According to the complaint, David and Lee J. Baker, who do business as Baker and Baker, have leased, since March 23, 1965, the Howard Johnson’s property, which they own, to either the appellants or their predecessors in interest; and under the lease agreement, Baker and Baker are obligated to provide Howard Johnson’s with “an adequate sewage disposal system.”

The complaint further alleges that Baker and Baker on February 14,1972, sold and transferred to St. Andrews Services the sewage disposal system provided Howard Johnson’s in accordance with the lease; and as a condition of the sale, St. Andrews agreed to “provide sewer service, without tap-on or connection fees and sewer service fees, to the Howard Johnson’s Motor Lodge and Restaurant.”

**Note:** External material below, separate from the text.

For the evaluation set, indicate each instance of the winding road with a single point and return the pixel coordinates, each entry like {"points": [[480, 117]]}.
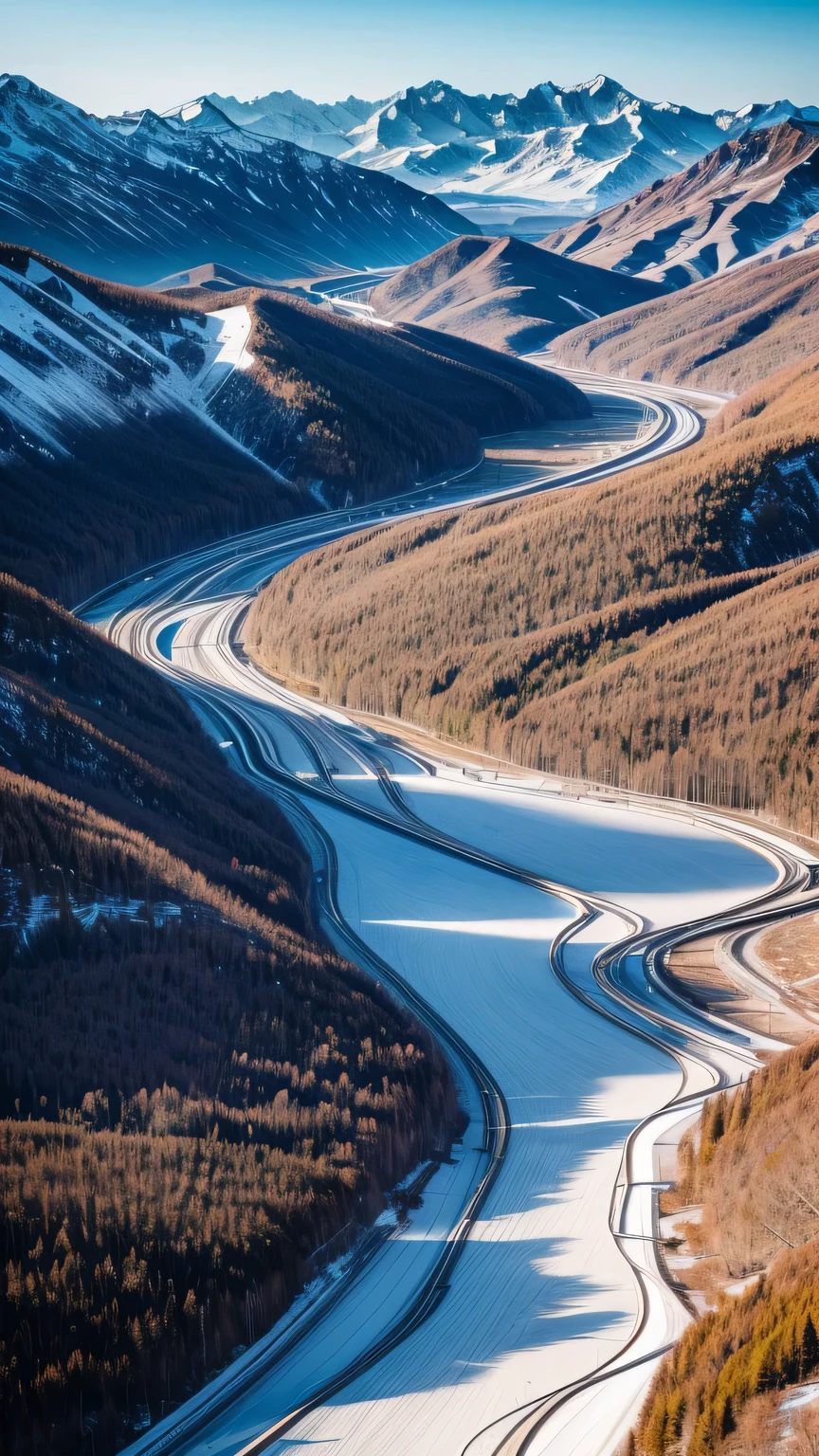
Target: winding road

The complaint also alleges that Bush River acquired the system on June 11, 1976, and, two and a half years later, submitted a statement to appellants for sewer service to Howard Johnson’s and notified them that sewer service to the motel would be discontinued if the bill went unpaid. The bill, the complaint concludes, was paid under protest.

This action followed; and on appeal, the issue is whether the complaint seeks to question the reasonableness of a utility rate or to enforce contractual rights.

We see no meaningful distinction between this case and Martin v. Carolina Water Services, Inc., 273 S. C. 43, 254 S. E. (2d) 52 (1979). There, the seller of water and sewer company stock brought an action alleging that the buyer was attempting to charge customers certam connection fees contrary to an agreement which provided that the buyer would “not charge or collect any water or sewer connection or tap-on fees.” 273 S. C. at 45, 254 S. E. (2d) 52. The buyer demurred to the complaint on the ground that the court of common pleas lacked subject matter jurisdiction because the complaint dealt with the fixing of rates for a public utility and Section 58-5-210 of the Code vests the Commission with the exclusive right to regulate utility rates. In affirming the lower court order which overruled the demurrer, the Supreme Court stated:

We are of the opinion that the real issue involved in this action is not whether the court of common pleas has jurisdiction to determine rates, but rather whether it has jurisdiction to enforce the payment of the compensation defendant agreed to pay for the property it bought. At the time of the purchase, the water and sewer system was not regulated by the Public Service Commission, and the fact that it came to be regulated at a later date would not divest the plaintiff of his right to collect the consideration which the defendant contracted to pay. A part of that consideration was cost free tap-on connections.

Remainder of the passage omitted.